At oral argument, the trial judge declined to apply the statute since the current case involves great-grandchildren, and not children. Accepting that distinction without deciding the issue, we find the statute illustrative and persuasive in that it codified the Legislature's recognition of the need to protect disinherited children who are born to a parent after the execution of their will. Although not binding authority, the statute represents that the Legislature's presumption that a testator would not wish to treat a class of her descendants unequally, creating a presumption that the disinheritance to the after-born child is unintentional.

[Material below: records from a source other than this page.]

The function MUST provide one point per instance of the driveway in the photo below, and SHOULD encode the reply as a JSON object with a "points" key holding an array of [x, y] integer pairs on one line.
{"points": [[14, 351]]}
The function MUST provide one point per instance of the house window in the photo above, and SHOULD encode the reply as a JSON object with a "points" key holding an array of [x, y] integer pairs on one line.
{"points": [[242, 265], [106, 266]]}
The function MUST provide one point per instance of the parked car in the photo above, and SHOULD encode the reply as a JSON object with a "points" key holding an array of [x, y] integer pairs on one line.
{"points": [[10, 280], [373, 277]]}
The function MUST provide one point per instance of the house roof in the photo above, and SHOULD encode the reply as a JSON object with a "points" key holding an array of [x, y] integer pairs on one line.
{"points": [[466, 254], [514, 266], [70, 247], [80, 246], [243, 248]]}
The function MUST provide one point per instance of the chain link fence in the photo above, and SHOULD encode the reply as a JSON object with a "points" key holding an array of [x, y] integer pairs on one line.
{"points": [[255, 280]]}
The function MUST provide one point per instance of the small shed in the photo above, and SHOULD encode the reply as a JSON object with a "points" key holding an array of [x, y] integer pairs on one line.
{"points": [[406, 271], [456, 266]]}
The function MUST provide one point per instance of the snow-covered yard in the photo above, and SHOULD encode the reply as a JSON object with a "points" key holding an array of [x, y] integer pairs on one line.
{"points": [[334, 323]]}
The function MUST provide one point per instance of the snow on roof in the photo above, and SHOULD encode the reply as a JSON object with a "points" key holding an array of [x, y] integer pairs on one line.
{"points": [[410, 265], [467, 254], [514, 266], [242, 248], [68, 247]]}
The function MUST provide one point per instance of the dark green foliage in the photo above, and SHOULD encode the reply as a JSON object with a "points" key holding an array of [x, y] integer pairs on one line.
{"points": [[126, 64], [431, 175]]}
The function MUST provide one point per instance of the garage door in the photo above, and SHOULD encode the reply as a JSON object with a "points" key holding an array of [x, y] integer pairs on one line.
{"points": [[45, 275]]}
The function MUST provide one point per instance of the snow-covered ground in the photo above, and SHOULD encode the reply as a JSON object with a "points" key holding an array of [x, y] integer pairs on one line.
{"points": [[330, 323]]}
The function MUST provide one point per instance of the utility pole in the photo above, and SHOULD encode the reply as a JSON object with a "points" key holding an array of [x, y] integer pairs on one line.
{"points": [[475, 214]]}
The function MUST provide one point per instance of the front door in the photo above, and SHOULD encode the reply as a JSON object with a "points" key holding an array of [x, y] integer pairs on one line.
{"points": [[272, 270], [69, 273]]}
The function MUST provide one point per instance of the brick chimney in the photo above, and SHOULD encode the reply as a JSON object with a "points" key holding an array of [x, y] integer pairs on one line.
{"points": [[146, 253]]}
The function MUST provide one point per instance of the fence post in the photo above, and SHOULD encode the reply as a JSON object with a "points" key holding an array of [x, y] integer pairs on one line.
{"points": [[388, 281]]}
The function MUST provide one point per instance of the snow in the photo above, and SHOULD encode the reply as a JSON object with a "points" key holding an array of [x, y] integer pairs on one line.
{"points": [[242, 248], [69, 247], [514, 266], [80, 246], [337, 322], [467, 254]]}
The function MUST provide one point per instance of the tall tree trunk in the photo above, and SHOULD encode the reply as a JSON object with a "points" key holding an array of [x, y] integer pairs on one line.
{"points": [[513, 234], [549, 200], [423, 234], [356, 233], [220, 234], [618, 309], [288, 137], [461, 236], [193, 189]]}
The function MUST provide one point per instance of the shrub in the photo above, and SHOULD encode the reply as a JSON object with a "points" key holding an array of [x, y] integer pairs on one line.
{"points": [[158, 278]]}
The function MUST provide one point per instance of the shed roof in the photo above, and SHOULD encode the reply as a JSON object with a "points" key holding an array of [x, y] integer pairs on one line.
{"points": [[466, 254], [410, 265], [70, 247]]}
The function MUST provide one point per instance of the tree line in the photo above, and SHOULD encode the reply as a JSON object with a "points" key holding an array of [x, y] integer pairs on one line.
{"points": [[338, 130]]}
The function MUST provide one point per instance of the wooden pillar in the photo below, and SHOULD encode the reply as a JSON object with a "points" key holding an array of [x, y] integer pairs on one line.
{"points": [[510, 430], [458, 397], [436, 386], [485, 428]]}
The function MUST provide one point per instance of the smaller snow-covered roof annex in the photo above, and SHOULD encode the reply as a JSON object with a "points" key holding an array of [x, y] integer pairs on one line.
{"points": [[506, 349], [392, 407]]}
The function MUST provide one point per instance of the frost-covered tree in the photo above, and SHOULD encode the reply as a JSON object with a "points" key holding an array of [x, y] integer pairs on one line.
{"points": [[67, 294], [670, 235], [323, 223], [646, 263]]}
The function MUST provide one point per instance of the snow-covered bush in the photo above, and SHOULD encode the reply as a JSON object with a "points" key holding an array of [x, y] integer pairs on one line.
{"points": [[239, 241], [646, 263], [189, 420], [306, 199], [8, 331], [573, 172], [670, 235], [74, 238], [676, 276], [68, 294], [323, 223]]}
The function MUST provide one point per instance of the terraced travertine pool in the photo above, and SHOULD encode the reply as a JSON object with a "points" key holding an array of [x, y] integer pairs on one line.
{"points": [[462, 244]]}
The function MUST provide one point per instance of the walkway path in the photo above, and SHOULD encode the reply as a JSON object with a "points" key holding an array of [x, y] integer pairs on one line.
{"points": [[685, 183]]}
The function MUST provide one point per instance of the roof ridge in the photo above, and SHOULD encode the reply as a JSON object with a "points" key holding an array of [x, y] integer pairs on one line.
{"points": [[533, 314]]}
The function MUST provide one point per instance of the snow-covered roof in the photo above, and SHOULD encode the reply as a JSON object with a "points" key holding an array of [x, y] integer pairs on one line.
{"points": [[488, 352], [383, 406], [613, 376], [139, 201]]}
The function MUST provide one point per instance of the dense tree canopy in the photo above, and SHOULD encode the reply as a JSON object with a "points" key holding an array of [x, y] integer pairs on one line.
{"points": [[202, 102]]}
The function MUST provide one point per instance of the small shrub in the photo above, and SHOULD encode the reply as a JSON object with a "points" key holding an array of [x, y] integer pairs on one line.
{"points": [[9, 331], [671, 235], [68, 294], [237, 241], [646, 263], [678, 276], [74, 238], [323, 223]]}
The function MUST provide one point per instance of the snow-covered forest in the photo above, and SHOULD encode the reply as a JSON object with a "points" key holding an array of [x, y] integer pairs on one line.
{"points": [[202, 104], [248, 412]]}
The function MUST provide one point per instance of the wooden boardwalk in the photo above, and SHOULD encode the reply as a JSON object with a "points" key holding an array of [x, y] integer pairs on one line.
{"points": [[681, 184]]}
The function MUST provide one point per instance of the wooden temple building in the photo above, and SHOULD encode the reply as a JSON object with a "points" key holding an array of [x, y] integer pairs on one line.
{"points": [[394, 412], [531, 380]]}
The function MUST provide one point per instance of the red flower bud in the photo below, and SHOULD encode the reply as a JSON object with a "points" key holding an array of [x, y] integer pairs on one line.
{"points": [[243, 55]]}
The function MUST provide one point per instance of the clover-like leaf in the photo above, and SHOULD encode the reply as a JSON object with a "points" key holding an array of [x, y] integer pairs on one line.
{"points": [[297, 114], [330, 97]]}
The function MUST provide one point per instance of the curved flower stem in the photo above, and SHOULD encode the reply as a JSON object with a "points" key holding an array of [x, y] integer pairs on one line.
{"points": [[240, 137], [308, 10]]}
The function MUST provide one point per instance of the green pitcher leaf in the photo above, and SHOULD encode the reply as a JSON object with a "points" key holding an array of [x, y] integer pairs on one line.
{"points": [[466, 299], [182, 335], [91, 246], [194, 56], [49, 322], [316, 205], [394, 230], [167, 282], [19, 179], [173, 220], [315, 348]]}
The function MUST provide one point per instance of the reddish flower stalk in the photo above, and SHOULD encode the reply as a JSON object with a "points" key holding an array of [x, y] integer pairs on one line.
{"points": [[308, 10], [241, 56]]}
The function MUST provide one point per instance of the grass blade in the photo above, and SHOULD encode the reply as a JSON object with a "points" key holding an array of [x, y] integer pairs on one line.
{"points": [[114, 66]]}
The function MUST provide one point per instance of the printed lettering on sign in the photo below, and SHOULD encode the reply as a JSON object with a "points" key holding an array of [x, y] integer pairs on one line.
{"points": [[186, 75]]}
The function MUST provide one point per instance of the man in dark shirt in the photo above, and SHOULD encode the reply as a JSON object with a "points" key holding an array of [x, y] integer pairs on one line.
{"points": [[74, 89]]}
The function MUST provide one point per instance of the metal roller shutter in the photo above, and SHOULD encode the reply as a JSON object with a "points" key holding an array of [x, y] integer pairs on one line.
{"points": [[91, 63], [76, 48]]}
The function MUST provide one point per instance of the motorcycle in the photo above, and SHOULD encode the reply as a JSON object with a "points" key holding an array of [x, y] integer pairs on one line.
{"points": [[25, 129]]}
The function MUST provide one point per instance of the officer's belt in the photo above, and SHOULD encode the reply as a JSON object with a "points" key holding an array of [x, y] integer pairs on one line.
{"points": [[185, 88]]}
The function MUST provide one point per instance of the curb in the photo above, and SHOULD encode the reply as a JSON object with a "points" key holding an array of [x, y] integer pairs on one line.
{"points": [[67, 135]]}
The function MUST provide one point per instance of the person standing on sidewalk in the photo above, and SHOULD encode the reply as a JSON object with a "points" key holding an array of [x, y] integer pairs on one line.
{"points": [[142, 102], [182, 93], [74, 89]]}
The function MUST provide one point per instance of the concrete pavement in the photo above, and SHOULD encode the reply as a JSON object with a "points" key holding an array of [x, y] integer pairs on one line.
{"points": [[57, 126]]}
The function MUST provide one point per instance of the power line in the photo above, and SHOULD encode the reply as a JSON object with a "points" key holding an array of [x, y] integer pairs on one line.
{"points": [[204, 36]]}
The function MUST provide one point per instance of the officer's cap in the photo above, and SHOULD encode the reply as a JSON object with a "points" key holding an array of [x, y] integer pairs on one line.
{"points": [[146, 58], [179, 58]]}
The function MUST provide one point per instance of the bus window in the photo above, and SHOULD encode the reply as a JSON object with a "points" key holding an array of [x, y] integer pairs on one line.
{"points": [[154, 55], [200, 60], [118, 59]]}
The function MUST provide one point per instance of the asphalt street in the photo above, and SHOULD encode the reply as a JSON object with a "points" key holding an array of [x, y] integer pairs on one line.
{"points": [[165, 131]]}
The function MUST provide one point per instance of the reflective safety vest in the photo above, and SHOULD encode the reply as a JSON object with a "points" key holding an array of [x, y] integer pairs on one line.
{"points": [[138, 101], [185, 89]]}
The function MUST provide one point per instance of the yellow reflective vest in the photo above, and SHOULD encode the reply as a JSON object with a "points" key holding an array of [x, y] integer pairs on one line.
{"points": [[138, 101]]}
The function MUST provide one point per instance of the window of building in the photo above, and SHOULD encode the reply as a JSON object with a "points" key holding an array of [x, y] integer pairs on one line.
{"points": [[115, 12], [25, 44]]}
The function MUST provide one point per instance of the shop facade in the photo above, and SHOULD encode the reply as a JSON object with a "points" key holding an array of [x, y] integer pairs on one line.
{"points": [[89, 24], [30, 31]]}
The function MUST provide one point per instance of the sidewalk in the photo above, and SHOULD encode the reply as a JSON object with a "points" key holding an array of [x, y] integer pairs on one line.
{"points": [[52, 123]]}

In sum, we have carefully reviewed the record in its entirety and accepting the trial judge's findings of fact, we conclude that the court's application of these facts failed to give due consideration to the well-established doctrine of probable intent. A full reading of Decedent's Will shows that the Decedent wished to distribute her property equally, preserve familial harmony, and was group-minded with regard to paragraph THIRD. The trial judge's reading of the Will did not take proper account of the rule of probable intent, especially where all of the interested parties unanimously expressed their strong belief that the Decedent would never have intentionally omitted her youngest great-grandchildren. Treating the devise as a class gift, the McGrane great-grandchildren will still be receiving an estimated $125,000 each and, we accept the representations in the record that they will be adequately provided for financially and in future education. We hold the Yetter great-grandchildren, Dalton and Rebecca, are entitled to participate in the Article THIRD devise as members of the class. Treatment of Article THIRD as a class gift will entitle each of the four great-grandchildren to one-fourth of the Decedent's Bank of New York stock since they collectively form the class of great-grandchildren as determined on Decedent's date of death.
We reverse and remand solely for an entry of the order consistent with the views expressed in this opinion.